Book that changed your life:
Life: A User's Manual by Georges Perec. I had been reading formally inventive fiction for some time before I discovered Perec, but his particular combination of playfulness with serious intelligence, or restraint with unbridled invention, or generosity with an unflinching eye--all the unique ways he put art and life in conversation with one another--was a revelation to me. In his novel Life: A User's Manual, he takes the reader room by room through a Parisian apartment building, carefully describing each apartment before placing inside it the stories of the people who lived there. It's a simple move but monumental in its effect. Readers of my new novel might notice that I borrowed this idea--describing a space before placing a story inside it--though what I did with it is very different.
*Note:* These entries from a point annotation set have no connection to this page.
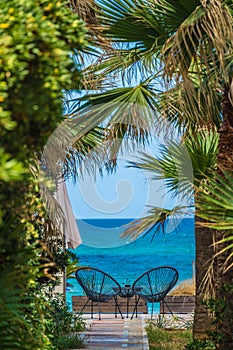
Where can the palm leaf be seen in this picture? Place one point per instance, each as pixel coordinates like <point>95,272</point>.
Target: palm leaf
<point>155,221</point>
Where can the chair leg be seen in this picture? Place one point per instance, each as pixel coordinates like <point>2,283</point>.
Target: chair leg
<point>135,308</point>
<point>117,305</point>
<point>84,306</point>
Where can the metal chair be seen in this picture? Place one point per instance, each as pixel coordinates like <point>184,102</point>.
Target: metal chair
<point>99,287</point>
<point>153,285</point>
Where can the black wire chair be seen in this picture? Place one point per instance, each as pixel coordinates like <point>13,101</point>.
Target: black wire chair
<point>99,287</point>
<point>153,285</point>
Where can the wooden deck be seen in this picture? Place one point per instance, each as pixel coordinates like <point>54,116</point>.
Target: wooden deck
<point>109,307</point>
<point>178,304</point>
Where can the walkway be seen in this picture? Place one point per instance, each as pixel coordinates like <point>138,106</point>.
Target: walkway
<point>116,333</point>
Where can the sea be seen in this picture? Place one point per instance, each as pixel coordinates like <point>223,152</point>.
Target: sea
<point>124,259</point>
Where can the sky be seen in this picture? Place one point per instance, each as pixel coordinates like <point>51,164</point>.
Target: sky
<point>128,193</point>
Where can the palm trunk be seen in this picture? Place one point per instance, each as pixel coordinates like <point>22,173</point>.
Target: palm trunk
<point>204,253</point>
<point>224,280</point>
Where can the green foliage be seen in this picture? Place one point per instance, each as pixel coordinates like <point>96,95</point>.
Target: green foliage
<point>167,339</point>
<point>37,41</point>
<point>200,344</point>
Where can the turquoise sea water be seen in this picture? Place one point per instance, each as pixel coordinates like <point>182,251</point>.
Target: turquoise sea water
<point>125,261</point>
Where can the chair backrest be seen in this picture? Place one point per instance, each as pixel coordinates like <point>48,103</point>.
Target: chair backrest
<point>156,282</point>
<point>95,281</point>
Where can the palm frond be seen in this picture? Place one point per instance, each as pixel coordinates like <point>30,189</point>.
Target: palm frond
<point>155,221</point>
<point>134,107</point>
<point>215,206</point>
<point>207,30</point>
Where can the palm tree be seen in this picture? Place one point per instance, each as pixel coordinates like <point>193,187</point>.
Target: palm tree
<point>187,43</point>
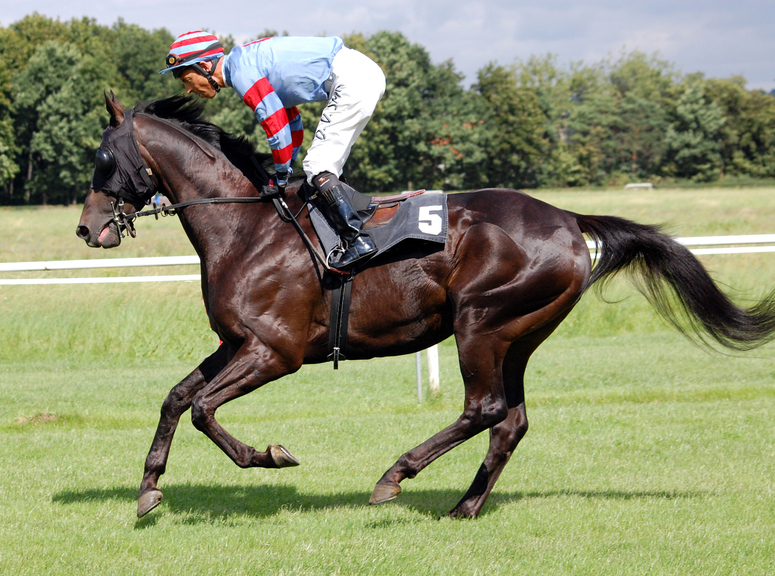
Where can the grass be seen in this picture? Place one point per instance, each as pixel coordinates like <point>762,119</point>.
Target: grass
<point>645,455</point>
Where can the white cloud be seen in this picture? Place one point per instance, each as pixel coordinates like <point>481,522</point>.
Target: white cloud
<point>718,37</point>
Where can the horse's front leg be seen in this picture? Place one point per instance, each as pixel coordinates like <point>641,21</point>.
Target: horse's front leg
<point>177,402</point>
<point>253,365</point>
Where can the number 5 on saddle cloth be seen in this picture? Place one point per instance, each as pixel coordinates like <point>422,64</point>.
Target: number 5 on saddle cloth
<point>388,221</point>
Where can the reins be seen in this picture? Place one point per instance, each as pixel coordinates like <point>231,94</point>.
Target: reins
<point>283,211</point>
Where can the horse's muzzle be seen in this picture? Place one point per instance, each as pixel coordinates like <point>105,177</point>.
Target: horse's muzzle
<point>106,236</point>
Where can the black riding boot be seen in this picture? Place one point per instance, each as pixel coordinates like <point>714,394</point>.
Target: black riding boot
<point>346,220</point>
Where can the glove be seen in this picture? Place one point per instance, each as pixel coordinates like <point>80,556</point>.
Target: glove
<point>282,178</point>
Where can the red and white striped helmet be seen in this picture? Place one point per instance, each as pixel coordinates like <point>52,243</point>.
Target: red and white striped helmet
<point>192,48</point>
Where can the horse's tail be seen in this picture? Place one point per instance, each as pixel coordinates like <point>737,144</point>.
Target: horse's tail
<point>676,284</point>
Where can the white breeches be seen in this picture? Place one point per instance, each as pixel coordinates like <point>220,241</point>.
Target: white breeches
<point>357,85</point>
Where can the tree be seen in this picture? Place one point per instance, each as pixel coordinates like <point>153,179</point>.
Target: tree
<point>694,137</point>
<point>748,133</point>
<point>516,127</point>
<point>56,93</point>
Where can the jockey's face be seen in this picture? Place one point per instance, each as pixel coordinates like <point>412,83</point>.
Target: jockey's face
<point>195,83</point>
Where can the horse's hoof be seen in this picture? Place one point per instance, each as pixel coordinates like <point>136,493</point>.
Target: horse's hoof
<point>384,493</point>
<point>282,458</point>
<point>148,501</point>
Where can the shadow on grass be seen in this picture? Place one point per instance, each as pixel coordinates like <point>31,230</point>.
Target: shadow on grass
<point>205,503</point>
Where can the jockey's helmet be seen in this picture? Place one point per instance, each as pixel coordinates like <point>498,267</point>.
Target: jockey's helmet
<point>191,48</point>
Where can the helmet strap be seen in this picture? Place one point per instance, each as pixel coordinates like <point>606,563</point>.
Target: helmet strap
<point>207,74</point>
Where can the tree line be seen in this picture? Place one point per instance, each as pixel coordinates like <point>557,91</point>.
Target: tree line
<point>531,123</point>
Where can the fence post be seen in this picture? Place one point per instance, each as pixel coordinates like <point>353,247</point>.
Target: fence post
<point>418,364</point>
<point>433,369</point>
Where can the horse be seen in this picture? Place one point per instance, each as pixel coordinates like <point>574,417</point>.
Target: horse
<point>512,268</point>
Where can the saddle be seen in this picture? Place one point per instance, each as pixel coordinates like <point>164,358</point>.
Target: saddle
<point>388,221</point>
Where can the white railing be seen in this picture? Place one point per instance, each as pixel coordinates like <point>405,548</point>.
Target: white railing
<point>710,245</point>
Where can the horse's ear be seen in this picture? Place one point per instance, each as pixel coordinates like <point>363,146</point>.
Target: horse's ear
<point>115,109</point>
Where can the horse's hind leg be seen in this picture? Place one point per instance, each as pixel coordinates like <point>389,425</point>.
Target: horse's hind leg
<point>175,405</point>
<point>506,435</point>
<point>504,438</point>
<point>484,406</point>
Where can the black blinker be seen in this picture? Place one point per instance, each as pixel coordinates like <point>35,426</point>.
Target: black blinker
<point>105,162</point>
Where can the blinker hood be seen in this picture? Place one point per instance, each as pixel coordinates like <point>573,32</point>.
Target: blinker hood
<point>119,169</point>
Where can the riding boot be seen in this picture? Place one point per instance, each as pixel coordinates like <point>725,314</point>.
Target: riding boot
<point>346,221</point>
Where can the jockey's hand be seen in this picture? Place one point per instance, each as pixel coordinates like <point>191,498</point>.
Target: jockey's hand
<point>281,179</point>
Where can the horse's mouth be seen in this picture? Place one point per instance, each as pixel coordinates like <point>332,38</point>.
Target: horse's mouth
<point>109,236</point>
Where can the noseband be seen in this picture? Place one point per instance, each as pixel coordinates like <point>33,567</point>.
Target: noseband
<point>121,172</point>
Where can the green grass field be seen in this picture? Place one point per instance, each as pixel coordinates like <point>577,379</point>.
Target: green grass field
<point>645,455</point>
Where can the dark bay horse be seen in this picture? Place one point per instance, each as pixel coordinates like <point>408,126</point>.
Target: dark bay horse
<point>512,269</point>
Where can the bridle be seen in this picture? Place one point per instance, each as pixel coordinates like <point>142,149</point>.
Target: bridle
<point>121,173</point>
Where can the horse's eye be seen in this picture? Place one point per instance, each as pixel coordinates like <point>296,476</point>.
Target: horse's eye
<point>105,162</point>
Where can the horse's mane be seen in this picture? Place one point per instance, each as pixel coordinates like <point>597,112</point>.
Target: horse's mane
<point>188,114</point>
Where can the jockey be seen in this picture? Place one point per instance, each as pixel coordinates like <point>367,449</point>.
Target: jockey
<point>272,76</point>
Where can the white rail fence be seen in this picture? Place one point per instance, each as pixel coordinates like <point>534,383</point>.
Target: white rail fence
<point>700,245</point>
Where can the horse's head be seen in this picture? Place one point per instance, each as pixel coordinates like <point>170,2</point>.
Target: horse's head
<point>121,181</point>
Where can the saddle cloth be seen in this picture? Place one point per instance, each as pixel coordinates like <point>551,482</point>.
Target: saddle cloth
<point>423,217</point>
Favorite line from a book:
From Bill Johnston's translation of Witold Gombrowicz's Bacacay: "It is with great emotion that I run toward you, my childhood!"
Five books you'll never part with:
Aside from the books I've already mentioned? Samuel Beckett's Stories and Texts for Nothing. Jaimy Gordon's Bogeywoman. Danielle Dutton's Prairie, Dresses, Art, Other (this is my wife's next book, forthcoming in 2024). Ishmael Reed's Yellow Back Radio Broke-Down. Elizabeth Sewell's The Field of Nonsense.
Book you most want to read again for the first time:
There is a type of book that is so singular and perfect, so entirely self-contained and unexpected, that reading it for the first time is particularly special, since it appears fully formed out of nowhere and remakes the world. Of course, this effect can't be repeated, since once you've read it, the world has already been remade. Books in this category for me include Tove Jansson's The Summer Book, Édouard Levé's Suicide, Nathalie Léger's The White Dress, Cristina Rivera Garza's The Taiga Syndrome, Pamela Lu's Pamela: A Novel, Roland Barthes's Camera Lucida and Georges Perec's W, or the Memory of Childhood.